Kerry Ings, director for consultancy North Star, says it’s all down to two-way communication: “An engaged team is one where the concept of a ‘team’ exists. Creating an environment where ideas are shared, good practice is rewarded and positive debate is encouraged, it allows employees to feel a part of the organisation and their team and ensures there is a common understanding of the vision, mission and goals of the company.”

Stephen Walker, director of Motivation Matters, agrees and highlights the lessons of the famous experiment at the Hawthorne, Chicago plant of Western Electric, where they set out to show that raising the lighting level in the workplace resulted in higher performance. The researchers found that changing illumination levels sometimes improved performance, other times not.

“We find that some organisations think that their employees are engaged merely because they come to work and they are communicated to via notice boards and emails. However, we often find that companies do not listen to their employees, let alone engage them.”

Kerry Ings, director for consultancy North Star

“Eventually the researchers came to realise that work is a social function, that work embodies a wealth of relationships, communications and influences.
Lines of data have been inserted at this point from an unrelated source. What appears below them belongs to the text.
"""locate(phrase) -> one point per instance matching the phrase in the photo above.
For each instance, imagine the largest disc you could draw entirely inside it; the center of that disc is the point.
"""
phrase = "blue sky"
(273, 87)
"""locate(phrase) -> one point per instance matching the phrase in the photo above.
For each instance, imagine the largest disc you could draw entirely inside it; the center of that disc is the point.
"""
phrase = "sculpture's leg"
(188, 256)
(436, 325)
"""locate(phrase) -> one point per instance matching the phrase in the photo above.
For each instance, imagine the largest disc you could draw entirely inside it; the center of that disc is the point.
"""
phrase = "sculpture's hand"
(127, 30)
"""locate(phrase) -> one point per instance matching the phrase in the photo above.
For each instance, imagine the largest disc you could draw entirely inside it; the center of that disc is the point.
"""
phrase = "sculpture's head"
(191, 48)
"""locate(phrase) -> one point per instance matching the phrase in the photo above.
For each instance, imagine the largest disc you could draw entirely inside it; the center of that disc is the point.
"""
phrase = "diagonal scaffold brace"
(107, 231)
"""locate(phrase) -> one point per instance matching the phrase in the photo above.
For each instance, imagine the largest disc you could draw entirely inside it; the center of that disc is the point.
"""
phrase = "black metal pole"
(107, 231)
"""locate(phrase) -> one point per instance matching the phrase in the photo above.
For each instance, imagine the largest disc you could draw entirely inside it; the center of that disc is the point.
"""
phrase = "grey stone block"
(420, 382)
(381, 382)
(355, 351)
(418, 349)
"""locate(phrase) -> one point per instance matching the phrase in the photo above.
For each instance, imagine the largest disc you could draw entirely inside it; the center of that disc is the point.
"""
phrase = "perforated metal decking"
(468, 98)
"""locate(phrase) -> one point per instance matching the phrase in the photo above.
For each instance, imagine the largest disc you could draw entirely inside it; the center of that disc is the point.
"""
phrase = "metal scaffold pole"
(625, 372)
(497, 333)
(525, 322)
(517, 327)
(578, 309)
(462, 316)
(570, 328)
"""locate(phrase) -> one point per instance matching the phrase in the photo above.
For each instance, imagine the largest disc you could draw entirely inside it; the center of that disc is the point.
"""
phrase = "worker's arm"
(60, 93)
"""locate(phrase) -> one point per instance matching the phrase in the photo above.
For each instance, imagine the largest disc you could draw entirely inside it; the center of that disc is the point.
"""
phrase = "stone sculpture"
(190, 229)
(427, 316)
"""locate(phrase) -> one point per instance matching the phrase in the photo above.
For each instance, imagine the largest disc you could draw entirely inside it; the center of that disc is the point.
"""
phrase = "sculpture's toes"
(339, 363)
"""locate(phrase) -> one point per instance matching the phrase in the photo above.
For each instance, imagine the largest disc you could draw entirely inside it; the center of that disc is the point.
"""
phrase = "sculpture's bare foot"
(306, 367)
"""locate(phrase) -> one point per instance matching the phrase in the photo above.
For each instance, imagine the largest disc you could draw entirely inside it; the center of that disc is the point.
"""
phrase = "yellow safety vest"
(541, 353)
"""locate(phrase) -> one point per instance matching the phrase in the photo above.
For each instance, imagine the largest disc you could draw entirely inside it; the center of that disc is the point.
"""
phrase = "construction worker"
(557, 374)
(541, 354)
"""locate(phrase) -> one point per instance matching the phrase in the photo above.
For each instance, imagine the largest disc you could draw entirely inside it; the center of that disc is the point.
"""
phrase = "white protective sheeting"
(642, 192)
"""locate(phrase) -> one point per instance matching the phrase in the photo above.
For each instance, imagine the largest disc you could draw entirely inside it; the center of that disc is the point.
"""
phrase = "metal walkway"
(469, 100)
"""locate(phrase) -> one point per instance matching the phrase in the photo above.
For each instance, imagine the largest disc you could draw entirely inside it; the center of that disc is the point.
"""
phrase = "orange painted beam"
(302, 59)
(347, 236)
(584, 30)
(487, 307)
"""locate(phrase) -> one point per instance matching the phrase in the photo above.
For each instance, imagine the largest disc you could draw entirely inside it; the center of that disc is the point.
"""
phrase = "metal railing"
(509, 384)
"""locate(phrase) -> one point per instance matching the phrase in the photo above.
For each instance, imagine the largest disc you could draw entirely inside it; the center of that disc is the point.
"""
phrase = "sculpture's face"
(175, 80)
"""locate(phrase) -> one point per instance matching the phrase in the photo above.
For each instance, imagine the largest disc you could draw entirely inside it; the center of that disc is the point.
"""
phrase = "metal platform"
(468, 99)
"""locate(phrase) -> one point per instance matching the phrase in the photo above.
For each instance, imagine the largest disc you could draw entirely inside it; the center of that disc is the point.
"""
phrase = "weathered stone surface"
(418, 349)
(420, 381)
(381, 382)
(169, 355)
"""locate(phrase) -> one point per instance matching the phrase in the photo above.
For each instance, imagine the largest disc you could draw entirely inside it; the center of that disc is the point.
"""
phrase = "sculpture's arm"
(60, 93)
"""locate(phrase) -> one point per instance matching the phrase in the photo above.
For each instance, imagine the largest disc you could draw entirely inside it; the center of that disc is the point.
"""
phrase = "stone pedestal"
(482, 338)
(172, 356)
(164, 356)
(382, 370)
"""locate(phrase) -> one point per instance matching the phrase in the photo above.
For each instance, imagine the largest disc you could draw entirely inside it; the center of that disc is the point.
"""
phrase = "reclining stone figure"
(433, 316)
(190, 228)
They realised that the involvement of the managers and supervisors, and the researchers themselves, were playing a significant role in the results,” says Walker.

“The only experimental intervention that showed good results was the managers showing an honest interest in working with the people to find better ways of doing their work.”
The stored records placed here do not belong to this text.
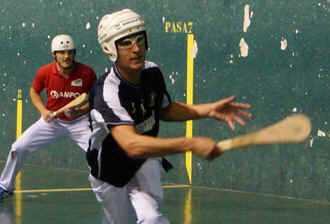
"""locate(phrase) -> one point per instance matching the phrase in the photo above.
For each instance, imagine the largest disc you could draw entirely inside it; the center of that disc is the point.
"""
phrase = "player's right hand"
(48, 116)
(205, 148)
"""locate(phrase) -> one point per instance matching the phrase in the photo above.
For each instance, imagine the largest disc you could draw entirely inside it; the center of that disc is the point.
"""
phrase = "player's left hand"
(229, 111)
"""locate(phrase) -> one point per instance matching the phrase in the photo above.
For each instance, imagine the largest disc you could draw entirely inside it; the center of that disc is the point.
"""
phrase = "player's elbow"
(134, 151)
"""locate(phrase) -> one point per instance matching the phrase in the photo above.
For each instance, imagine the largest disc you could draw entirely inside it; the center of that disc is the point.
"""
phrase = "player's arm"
(141, 146)
(75, 112)
(38, 103)
(226, 110)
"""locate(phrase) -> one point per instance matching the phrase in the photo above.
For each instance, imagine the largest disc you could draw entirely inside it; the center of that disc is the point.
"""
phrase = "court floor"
(60, 196)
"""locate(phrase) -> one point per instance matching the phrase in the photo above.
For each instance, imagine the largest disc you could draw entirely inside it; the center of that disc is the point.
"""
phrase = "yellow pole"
(190, 86)
(18, 194)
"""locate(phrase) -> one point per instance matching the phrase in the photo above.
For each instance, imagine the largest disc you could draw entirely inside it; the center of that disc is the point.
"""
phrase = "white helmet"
(62, 42)
(115, 26)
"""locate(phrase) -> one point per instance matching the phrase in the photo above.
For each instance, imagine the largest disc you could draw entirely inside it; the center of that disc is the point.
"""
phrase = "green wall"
(276, 79)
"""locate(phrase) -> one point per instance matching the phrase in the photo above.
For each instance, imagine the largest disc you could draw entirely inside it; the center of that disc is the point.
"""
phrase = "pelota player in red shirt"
(64, 80)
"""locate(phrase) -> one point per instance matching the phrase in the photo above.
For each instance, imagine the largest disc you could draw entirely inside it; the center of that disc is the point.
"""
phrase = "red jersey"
(61, 90)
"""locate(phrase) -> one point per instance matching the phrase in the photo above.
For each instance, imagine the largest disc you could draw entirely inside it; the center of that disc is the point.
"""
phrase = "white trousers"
(36, 136)
(137, 202)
Walker believes that when people believe their work is important, their manager cares about what they do and is prepared to help to make it better, their motivation increases and performance soars.
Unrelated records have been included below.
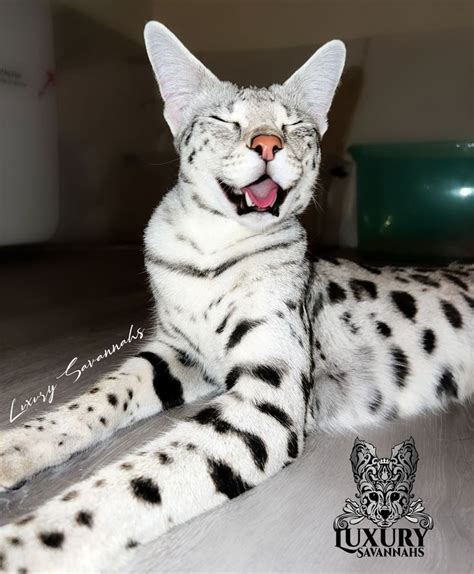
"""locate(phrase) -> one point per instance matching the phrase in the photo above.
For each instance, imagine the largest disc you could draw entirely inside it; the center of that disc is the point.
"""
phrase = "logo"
(384, 496)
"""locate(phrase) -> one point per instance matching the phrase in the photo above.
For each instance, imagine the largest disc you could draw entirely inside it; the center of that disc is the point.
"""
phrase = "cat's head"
(253, 154)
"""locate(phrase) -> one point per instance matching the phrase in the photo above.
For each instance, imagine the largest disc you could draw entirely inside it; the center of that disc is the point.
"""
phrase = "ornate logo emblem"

A top-down approach really does matter, adds Walker: “We can vouch for the effectiveness of doing this. You can see this in practice: the supermarket manager on the tills, the CEO on reception, Lord Nelson pacing the deck at the Battle of Trafalgar.”

The CIPD says it’s about having opportunities to feed your views upwards and feeling well informed about what is happening in the organisation.

Ings summarises: “We find that some organisations think that their employees are engaged merely because they come to work and they are communicated to via notice boards and emails. However, we often find that companies do not listen to their employees, let alone engage them.

“Often managers like to instruct and direct rather than to listen and adapt to the things that their employees (and their customers) are telling them. The model of communicating from the top down is all too common and the expectations managers place on their teams grow with little consideration of the impact on work output and morale.”

Engaging employees really is the only recipe for success. As Ings says, engaged employees are more likely to act as organisational advocates and can play a vital role in promoting their organisation. Companies that have latched onto this are the ones that are outstripping the competition at every turn.

One Response

  1. Employee Engagement
    Whilst the comments within this article are all relevant, I still believe strongly that the two main reasons we are not achieving “engagement” to the desired extent, are:

    1. It is not practiced from at the top. If the troops don’t see the senior folk in an organisation engaging with each other, can we realistically expect them to engage themselves?; and

    2. We don’t actually tell them what is required in language they understand………in other words, how engagement takes place within the Team. Take as an example the words used in the article, passion energy and enthusiasm. They will mean many different things to different people. Therefore it is necessary to explain to aspiring Team Members that if they come and work in your Team, then they will be expected to do certain things……….and give them examples of what passion energy and enthusiasm look like. Could well be way different from what they thought. They may be passionate and enthusiastic, but in a manner so different from what you want, they are considered failures in these areas. So change the fancy words into actual examples, and see the difference!! Cheers.